Agents start fresh. They load CLAUDE.md, project context, and their spawn prompt — nothing else. Every decision already made, every constraint not in CLAUDE.md, every relevant pattern must go into the spawn prompt. This is the most common failure point: context starvation causes agents to guess wrong or re-explore what the lead already knows.
Ask: "If a capable engineer sat down with no prior context and only read this prompt, would they produce the right output?"
Step 4: Generate Spawn Prompts
Produce a ready-to-use spawn prompt for each track. Do not be vague — these prompts get used directly.
For a track that already has a structured task file behind it (e.g. from /feature-plan's output), hand off to prompt-engineer in its Task-file mode rather than drafting the spawn prompt yourself from scratch — it already has the what/where/why/constraints/verification worked out and just needs formatting and model-tier selection. Draft the spawn prompt yourself only when no such task file exists.
Subagent prompt structure:
## Task
[Specific outcome. Which files to touch. What to produce.]
## Context
[Domain knowledge not in CLAUDE.md — decisions made, constraints, relevant patterns, gotchas]
## File Ownership
[Which files this agent owns. Explicitly: what to leave alone.]
## Deliverable
[Exact format and content to return to the main agent. Not "return your findings" — be specific.]
## Verification
[How the agent confirms its work is correct before returning]

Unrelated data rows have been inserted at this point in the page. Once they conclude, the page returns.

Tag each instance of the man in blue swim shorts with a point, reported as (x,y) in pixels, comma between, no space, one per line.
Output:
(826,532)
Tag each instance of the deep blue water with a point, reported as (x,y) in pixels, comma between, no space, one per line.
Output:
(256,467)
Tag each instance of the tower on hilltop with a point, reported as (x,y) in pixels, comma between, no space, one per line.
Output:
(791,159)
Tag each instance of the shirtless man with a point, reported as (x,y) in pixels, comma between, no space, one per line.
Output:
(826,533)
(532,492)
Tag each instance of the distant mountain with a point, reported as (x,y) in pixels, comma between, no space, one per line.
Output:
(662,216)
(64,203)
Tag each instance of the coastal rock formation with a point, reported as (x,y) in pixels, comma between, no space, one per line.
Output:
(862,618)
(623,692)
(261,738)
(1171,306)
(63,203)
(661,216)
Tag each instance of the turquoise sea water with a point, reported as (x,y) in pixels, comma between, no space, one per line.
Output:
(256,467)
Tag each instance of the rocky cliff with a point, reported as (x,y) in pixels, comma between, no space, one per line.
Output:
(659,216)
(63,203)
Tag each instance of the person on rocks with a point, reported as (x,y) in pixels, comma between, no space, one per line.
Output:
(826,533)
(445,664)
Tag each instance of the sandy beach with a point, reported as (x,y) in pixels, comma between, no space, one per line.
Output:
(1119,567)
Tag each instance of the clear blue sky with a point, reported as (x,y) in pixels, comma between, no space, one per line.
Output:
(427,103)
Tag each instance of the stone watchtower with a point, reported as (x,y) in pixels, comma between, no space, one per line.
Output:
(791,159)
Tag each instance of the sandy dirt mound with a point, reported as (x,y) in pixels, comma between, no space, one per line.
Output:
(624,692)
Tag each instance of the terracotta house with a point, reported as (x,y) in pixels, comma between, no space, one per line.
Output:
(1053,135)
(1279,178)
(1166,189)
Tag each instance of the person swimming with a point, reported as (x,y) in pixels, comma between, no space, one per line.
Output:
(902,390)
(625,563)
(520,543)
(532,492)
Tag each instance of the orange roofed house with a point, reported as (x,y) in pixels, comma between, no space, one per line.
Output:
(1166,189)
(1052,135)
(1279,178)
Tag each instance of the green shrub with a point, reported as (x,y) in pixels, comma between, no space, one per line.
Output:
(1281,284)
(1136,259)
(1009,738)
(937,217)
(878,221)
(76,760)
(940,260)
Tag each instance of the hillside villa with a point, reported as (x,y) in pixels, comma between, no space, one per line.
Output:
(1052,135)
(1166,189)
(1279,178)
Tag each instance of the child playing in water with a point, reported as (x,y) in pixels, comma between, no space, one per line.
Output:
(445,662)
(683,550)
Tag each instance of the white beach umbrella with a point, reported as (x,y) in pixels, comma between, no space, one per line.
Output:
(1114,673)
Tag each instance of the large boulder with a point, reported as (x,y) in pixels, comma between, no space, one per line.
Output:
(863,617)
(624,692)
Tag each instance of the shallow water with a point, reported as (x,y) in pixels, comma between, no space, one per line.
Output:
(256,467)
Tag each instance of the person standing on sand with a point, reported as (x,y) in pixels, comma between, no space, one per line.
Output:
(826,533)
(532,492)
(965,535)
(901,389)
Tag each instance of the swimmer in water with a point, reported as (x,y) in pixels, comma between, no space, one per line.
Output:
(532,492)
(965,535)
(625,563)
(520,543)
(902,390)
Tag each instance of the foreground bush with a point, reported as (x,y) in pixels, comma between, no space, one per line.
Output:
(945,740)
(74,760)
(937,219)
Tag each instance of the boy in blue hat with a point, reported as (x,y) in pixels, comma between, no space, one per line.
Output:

Teammate prompt structure (agent teams only) — adds to the above:
## Your Name
[Explicit name — the lead and teammates will address you by this]
## Peer Coordination
[Which teammates to message, what information to share with them, and when]
## Findings Format
[Consistent structure for findings — the lead synthesizes all teammates; inconsistent formats create overhead]
## Plan Approval
[State if the lead will require plan approval before implementation begins]
Anti-Patterns That Produce Bad Results
Context starvation — not telling the agent things it needs to know that aren't in CLAUDE.md. The agent invents assumptions or wastes time re-exploring what the lead already resolved. Always seed explicitly.
File conflicts — two agents editing the same file. One silently overwrites the other. Partition by file ownership before writing spawn prompts; if you can't partition cleanly, the task may not be parallelizable.
Teams for sequential work — using an agent team when Track B depends on Track A. Teammates sit idle or waste tokens on coordination while waiting. Chain subagents sequentially from the main conversation instead.
Over-specifying implementation — prescribing every micro-step rather than the outcome. This removes the agent's ability to exercise judgment and often produces worse results than letting it reason. Describe what to produce, not how to produce it step by step.
Vague deliverable — "return your findings." The agent doesn't know what format, length, or content is expected, and the main agent has to parse an inconsistent result. Specify exactly what comes back.